I desaparecidos sono all’ordine del giorno, spesso non è chiaro se si tratti di rapimenti politici o per riscatto. Talvolta i due aspetti coesistono. Tra gli arresti eccellenti di questo braccio di ferro continuo c’è anche Jamal Zubia, che sino a poche settimane fa era direttore dell’ufficio stampa nella capitale. Ogni venerdì pomeriggio, dopo le preghiere tradizionali, la «piazza dei martiri», una volta nota come «piazza verde», diventa il centro di manifestazioni e contro-manifestazioni che rischiano in ogni momento di sfociare nella violenza. Marina (chiede non venga scritto il cognome), studentessa di medicina all’ultimo anno, racconta di vicende inquietanti: «Sappiamo che ci sono cellule dell’Isis a Tripoli. Le loro donne, per lo più tunisine come rivela il loro accento, girano in auto presso le scuole superiori e avvicinano le ragazze vestite col velo integrale per invitarle a stare con i militanti dell’Isis.
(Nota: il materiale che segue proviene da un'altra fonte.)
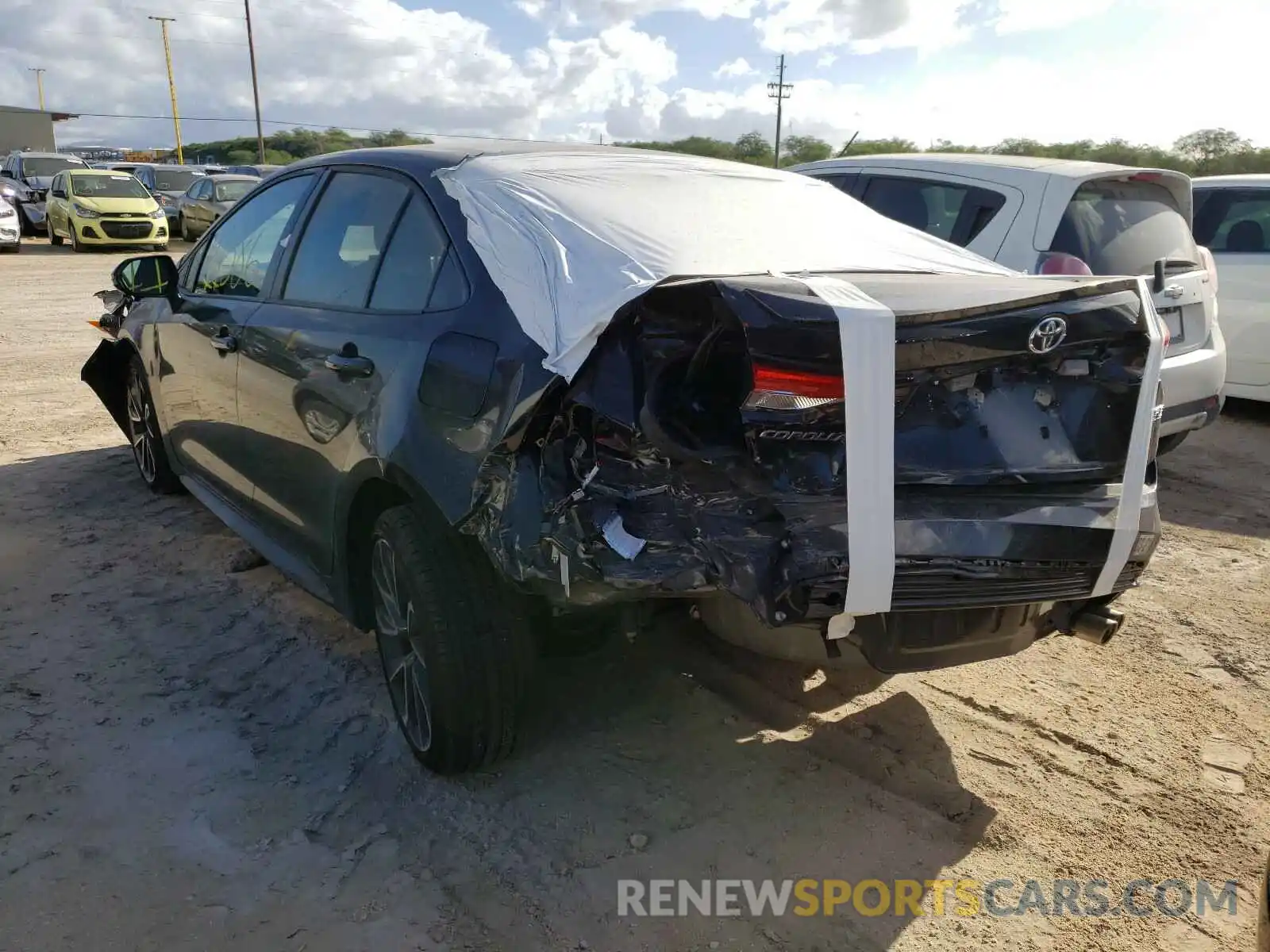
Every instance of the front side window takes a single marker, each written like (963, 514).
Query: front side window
(927, 206)
(106, 187)
(340, 251)
(248, 241)
(1124, 228)
(412, 262)
(232, 190)
(175, 179)
(1233, 220)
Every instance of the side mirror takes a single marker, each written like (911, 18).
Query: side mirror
(149, 276)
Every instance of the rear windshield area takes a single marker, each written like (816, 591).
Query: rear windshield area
(1124, 228)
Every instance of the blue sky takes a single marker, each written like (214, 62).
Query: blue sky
(975, 71)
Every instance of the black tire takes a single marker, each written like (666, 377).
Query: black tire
(148, 450)
(454, 641)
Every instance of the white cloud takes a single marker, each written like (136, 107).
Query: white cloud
(375, 63)
(1024, 16)
(737, 67)
(575, 13)
(863, 25)
(342, 63)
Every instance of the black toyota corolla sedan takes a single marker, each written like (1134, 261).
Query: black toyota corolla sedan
(338, 372)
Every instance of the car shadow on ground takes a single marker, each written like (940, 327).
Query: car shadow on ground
(660, 758)
(1216, 480)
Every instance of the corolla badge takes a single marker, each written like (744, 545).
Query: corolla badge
(1047, 336)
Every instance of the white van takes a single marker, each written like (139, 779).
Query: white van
(1232, 217)
(1057, 216)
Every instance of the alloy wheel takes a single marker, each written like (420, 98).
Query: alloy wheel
(400, 651)
(143, 431)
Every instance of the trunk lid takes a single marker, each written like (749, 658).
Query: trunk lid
(999, 380)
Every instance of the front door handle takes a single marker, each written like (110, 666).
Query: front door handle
(349, 363)
(225, 342)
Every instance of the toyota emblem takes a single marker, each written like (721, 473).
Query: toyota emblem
(1047, 336)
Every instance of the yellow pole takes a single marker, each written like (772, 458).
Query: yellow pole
(40, 83)
(171, 84)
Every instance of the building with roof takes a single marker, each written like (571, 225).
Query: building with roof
(29, 129)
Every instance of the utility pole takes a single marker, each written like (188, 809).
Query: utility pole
(780, 90)
(256, 86)
(171, 84)
(40, 83)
La figlia di una mia amica è stata quasi rapita pochi giorni fa da tre che avevano aperto la portiera per afferrarla al braccio».
Samira el Masoudi ricorda con nostalgia una vecchia compagna di lotta: Salwa Bugaighis, avvocatessa e nota attivista per la difesa dei diritti umani di Bengasi assassinata nel giugno 2014. «Salwa è stata uccisa, suo marito rapito, anche perché era impegnata a costruire una Libia migliore. Il loro dramma è stato un avvertimento per tutti noi», dice. Con l’aggiunta di una dolorosa nota personale: «Ho tre figli maschi. I primi due mi sostengono, ma il terzo ha meno di vent’anni, è stato condizionato dai religiosi integralisti e ora vorrebbe che uscendo mi coprissi sempre il capo».